Lettre à nos abonnés
Jean RODHAIN, « Lettre à nos abonnés », Messages du Secours Catholique, n° 191, novembre 1968, p. 3.
Lettre à nos abonnés
Certains journaux publient les listes de donateurs. Certaines œuvres gravent en lettres d’or les noms des bienfaiteurs sur des plaques de marbre.
Nos amis innombrables ne voudraient pas voir leur nom affiché sur ces pages ou sur du marbre.
La plupart écrivent : « Ne remerciez pas ». Beaucoup précisent. « Ne dépensez pas un timbre pour accuser réception. » Nous prenons à la lettre leur recommandation. Mais nous n’avons pas la conscience tranquille. Et sans dépenser un seul timbre nous cherchons un moyen d’atteindre une bonne fois ces amateurs de silence et de rejoindre même ceux qui ont placé un billet dans une enveloppe totalement anonyme.
- Il y a la famille qui à chaque numéro paru discute, parents et enfants réunis, celui des « cas Messages » qu'elle choisit, et le règle aussitôt régulièrement depuis 1948 : vingt ans de fidélité mensuelle.
- Il y a l’étudiante qui volontairement se prive d’un voyage et envoie l’équivalent pour une Micro-réalisation.
- Il y a l'aveugle qui déclare : « Je n’use jamais d’électricité dans mon logement. Il est donc juste que ce que je paierais à l’E.D.F., si j’étais clairvoyant, je vous le verse pour le Tiers-Monde. »
- Il y a l'inconnu venant un soir remettre au concierge un petit paquet « pour le Noël des prisonniers ». Et dans le paquet il n’y a que des billets de banque, et aucun indice pour retrouver l'origine du paquet.
- Il y a le pensionnaire de l’hospice qui envoie sa « part de tabac » pour le Biafra. Et la grand-mère qui ne peut que donner deux timbres poste.
- Il y a le mari qui accompagne son chèque pour les Cités-Secours d’une note à l’encre rouge interdisant de remercier, « afin que sa femme ne le sache pas ».
Nous cherchons à accuser réception pour que les donateurs identifiables sachent que leur chèque est bien parvenu et son montant affecté à la destination choisie. Mais nous ne réussissons pas à tous les coups.

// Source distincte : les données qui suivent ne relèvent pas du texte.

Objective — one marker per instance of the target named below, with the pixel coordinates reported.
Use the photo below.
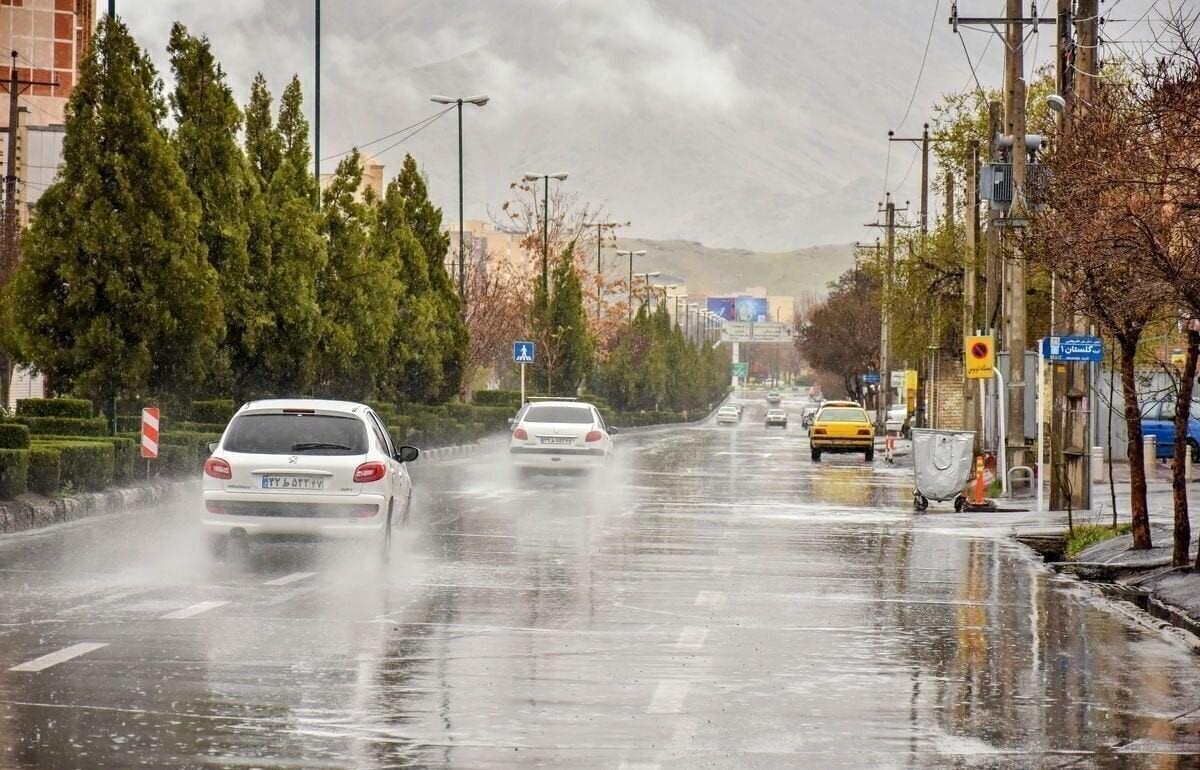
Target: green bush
(178, 459)
(65, 426)
(13, 435)
(87, 465)
(507, 398)
(125, 451)
(78, 408)
(217, 410)
(45, 469)
(13, 471)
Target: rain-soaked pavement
(717, 602)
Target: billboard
(751, 308)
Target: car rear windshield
(287, 433)
(841, 414)
(580, 415)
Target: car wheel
(219, 547)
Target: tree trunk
(1182, 537)
(1138, 513)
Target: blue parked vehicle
(1159, 422)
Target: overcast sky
(760, 124)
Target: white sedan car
(729, 415)
(306, 468)
(552, 435)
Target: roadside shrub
(78, 408)
(216, 410)
(507, 398)
(178, 459)
(13, 471)
(13, 435)
(87, 465)
(65, 426)
(45, 469)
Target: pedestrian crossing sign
(523, 352)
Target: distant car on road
(729, 415)
(1159, 422)
(306, 468)
(843, 426)
(559, 435)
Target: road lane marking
(691, 637)
(669, 697)
(295, 577)
(191, 612)
(61, 656)
(711, 599)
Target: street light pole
(545, 224)
(631, 253)
(478, 101)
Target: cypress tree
(354, 292)
(205, 140)
(119, 295)
(425, 221)
(286, 244)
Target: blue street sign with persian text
(523, 352)
(1090, 349)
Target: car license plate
(293, 482)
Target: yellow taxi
(841, 426)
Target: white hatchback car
(559, 435)
(306, 468)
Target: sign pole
(1042, 427)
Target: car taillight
(370, 471)
(217, 468)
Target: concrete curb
(31, 511)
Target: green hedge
(125, 451)
(54, 408)
(87, 465)
(217, 410)
(13, 435)
(179, 459)
(45, 469)
(13, 473)
(65, 426)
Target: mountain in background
(708, 271)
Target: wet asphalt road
(718, 601)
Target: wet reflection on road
(717, 600)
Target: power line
(924, 58)
(419, 125)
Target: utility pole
(316, 126)
(970, 270)
(1071, 482)
(1014, 266)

Sur dix lépreux guéris, l’Évangile précise qu’un seul vint remercier le Christ. Et aussitôt on méprise les 9 autres pour une ingratitude manifeste. Or, je deviens de plus en plus indulgent pour ces 9 lépreux et je plaide pour certains d’entre eux : ce n’est pas toujours facile de réussir à remercier. Il y a le timide qui n’ose pas. Il y a le maladroit qui a peur de s'exprimer. Il y a le lambin qui remet toujours au lendemain. Vous voyez, je plaide pour les 9 lépreux muets, parce que vis-à-vis de nos amis, j’ai l’impression d’être parfois sinon lépreux, tout au moins muet.
Il y a la lettre que l’on a oublié d’envoyer.
Il y a la journée du 19 août dernier où nous avons reçu 3.864 chèques différents pour le Biafra : cela fait 3.864 lettres de remerciements à signer pour un seul jour.
Il y a l’ordinateur perfectionné qui, comme une secrétaire distraite, s’est tout bonnement trompé, et a expédié à Washington USA les remerciements pour la dame de la rue Washington (16). Il y a la vérificatrice rêvant à son fiancé et laissant partir une lettre de rappel à ce bon Monsieur qui justement avait envoyé un mandat la veille au soir. Il y a la machine automatique qui s’obstine à envoyer deux exemplaires du journal à tel donateur méticuleux qui n’existe qu’à un seul exemplaire.
Auprès de tous, anonymes, oubliés, insaisissables, inconnus, inidentifiables, trop discrets, donateurs réguliers ou bienfaiteurs d’un soir, je voudrais une bonne fois, ici enfin dire merci.
Le merci véritable de la privation pour son frère - ne serait-ce qu'un verre d'eau – n’appartient qu’à Celui qui voit tout en secret.
Mais de nous avoir fait confiance, et pour avoir été par vous choisi, le Secours Catholique vous remercie.
Lorsque la religieuse infirmière reçoit son billet d’avion à Orly, elle rougit en voyant le prix marqué sur le ticket. Mais quand, arrivée au Biafra, elle tient à bout de bras l’enfant qui enfin refait ses premiers pas, elle voudrait remercier tant de cœurs. Car les cœurs ont besoin de mains.
JEAN RODHAIN.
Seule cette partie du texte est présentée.